Regardless of the number of critical signals, wiring these signals first, manual wiring or combined with automatic wiring tools. Critical signals usually have to be carefully designed to achieve the desired performance. After wiring is completed, the signal wiring is checked by the relevant engineering personnel, which is a much easier process. After the check
is passed, the wires are fixed and automatic wiring of the remaining signals begins.
6. Automatic wiring
Wiring of key signals needs to consider controlling some electrical parameters during wiring, such as reducing distributed inductance and EMC, and wiring of other signals is similar. All EDA vendors provide a way to control these parameters. The quality of automatic wiring can be guaranteed to a certain extent by knowing what input parameters the automatic wiring tool has and how they affect wiring.
Common rules should be adopted for automatic routing of signals.
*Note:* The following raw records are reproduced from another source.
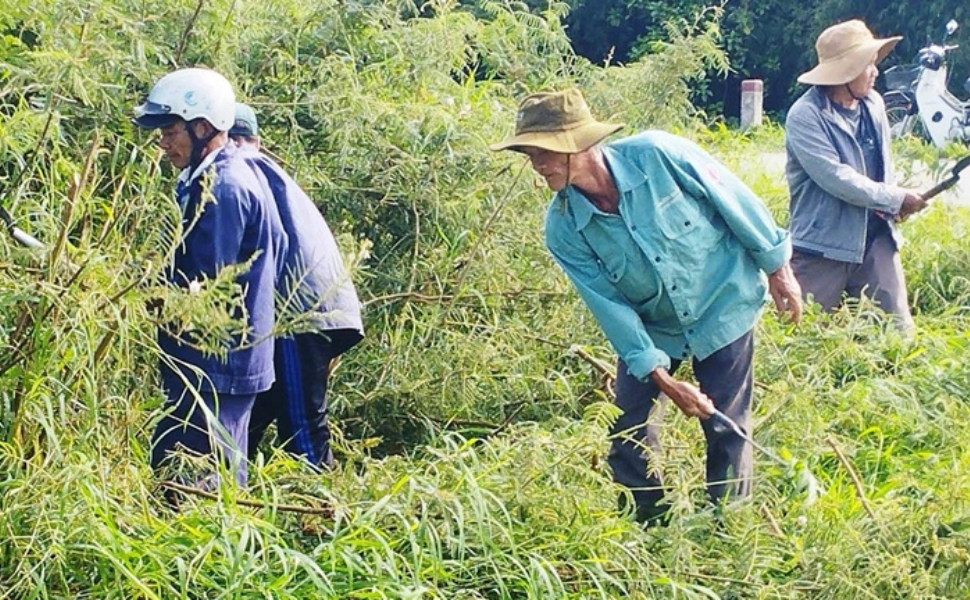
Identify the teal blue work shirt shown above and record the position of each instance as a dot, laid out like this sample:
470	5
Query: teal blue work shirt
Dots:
679	271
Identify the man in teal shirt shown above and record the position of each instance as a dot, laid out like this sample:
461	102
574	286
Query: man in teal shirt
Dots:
669	250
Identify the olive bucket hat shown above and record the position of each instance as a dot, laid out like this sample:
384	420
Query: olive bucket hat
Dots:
844	51
556	121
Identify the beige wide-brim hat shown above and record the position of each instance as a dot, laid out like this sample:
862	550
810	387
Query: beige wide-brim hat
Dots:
844	51
556	121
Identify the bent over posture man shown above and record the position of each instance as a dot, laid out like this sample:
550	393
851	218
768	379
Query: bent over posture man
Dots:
667	249
844	201
228	218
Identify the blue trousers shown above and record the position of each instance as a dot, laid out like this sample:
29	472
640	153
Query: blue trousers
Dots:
726	377
220	430
297	402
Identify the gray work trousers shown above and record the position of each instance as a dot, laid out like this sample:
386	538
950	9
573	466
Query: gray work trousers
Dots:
879	277
726	377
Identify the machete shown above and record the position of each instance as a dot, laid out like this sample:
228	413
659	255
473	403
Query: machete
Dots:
950	181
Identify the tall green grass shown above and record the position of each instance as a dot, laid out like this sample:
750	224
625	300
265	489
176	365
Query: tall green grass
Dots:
472	440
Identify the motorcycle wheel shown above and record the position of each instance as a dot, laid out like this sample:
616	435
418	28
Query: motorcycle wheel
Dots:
903	122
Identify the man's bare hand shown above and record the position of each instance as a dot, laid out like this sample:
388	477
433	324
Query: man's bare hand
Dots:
912	204
786	292
688	398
By setting restrictions and no-wiring areas that limit the layers used for a given signal and the number of holes to be used, the wiring tool can automatically route the wires as designed by the engineer. If there is no limit to the number of layers used by the automatic routing tool and the number of holes laid, each layer will be used for automatic routing and many holes will be created.
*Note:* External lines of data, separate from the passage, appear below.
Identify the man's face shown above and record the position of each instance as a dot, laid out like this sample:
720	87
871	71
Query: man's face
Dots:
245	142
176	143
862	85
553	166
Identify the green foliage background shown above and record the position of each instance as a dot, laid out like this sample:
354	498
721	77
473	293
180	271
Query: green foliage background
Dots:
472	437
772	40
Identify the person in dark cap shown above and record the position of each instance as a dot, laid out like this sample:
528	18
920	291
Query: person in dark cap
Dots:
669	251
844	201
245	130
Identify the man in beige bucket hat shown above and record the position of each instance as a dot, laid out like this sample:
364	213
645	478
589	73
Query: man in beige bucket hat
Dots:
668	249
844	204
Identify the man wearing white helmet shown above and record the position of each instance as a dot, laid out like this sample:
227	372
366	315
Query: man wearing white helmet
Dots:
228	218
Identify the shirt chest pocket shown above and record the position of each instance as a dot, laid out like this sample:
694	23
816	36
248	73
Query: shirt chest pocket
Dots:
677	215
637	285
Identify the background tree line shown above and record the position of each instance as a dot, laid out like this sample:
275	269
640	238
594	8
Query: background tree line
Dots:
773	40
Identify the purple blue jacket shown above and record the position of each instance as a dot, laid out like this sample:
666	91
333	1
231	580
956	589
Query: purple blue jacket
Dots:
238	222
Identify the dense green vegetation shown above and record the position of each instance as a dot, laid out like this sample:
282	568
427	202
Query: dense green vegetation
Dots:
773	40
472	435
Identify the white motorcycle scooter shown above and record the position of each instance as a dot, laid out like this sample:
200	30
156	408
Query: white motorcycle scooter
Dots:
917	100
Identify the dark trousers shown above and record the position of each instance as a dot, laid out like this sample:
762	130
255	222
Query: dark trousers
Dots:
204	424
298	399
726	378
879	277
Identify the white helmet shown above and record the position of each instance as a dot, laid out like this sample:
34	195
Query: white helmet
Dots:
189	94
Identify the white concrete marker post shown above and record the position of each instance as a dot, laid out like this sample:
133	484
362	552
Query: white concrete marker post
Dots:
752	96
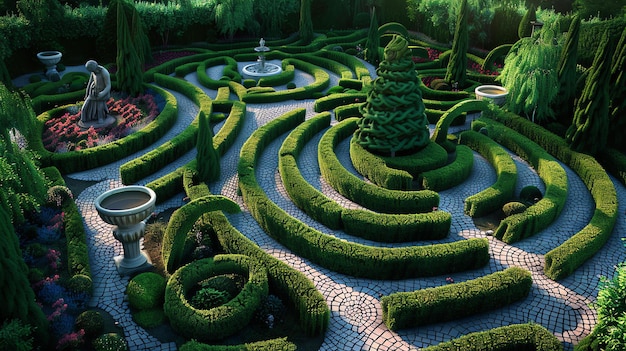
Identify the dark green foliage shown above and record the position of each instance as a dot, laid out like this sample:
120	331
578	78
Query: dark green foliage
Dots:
564	101
372	50
306	24
91	322
454	301
617	112
393	116
207	158
590	127
457	66
110	342
525	28
145	291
After the constraints are set and the rules created are applied, automatic wiring will achieve a similar result to what is expected, although there may be some cleaning up to do, as well as securing space for other signals and network wiring. After a part of the design is completed, it is fixed to prevent the subsequent wiring process.
The same procedure is used to route the rest of the signals. The number of routes depends on the complexity of the circuit and how many general rules you define. After each class of signal is completed, constraints on the rest of the network routing are reduced. But with that comes a lot of signal wiring that requires manual intervention. Today's automatic routing tools are very powerful and can typically complete 100% wiring. However, when the automatic routing tool has not completed all signal routing, the remaining signals need to be manually routed.
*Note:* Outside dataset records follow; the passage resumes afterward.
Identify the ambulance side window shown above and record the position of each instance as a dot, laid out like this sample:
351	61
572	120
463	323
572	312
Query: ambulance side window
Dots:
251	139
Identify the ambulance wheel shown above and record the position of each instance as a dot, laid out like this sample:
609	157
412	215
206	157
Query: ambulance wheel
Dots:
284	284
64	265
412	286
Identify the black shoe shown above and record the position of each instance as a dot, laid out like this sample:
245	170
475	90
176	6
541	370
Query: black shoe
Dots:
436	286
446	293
7. The design points of automatic wiring include:
1) Slightly change the Settings and try out multiple routing paths;
2) Keep the basic rules unchanged, try different wiring layers, different printed line and spacing widths, different line widths, different types of holes such as blind hole, buried hole, etc., observe the influence of these factors on the design results;
3) Let the cabling tool process those default networks as needed;
4) The less important the signal, the more freedom the automatic routing tool has to route it.
8. Wiring arrangement
If you are using an EDA tool software that can list signal routing lengths, check this data and you may find that some signal routing lengths are very long with few constraints. This problem is relatively easy to handle, and manual editing can shorten the signal routing length and reduce the number of holes. During the cleaning process, you need to determine what wiring is right and what wiring is not right. Like manual routing designs, automatic routing designs can also be organized and edited during inspection.
9. Appearance of circuit board
Previous designs often focused on the visual effects of the circuit board, but that is no longer the case. The circuit board designed automatically is not as beautiful as manual design, but it can meet the requirements of electronic characteristics, and the integrity of the design is guaranteed.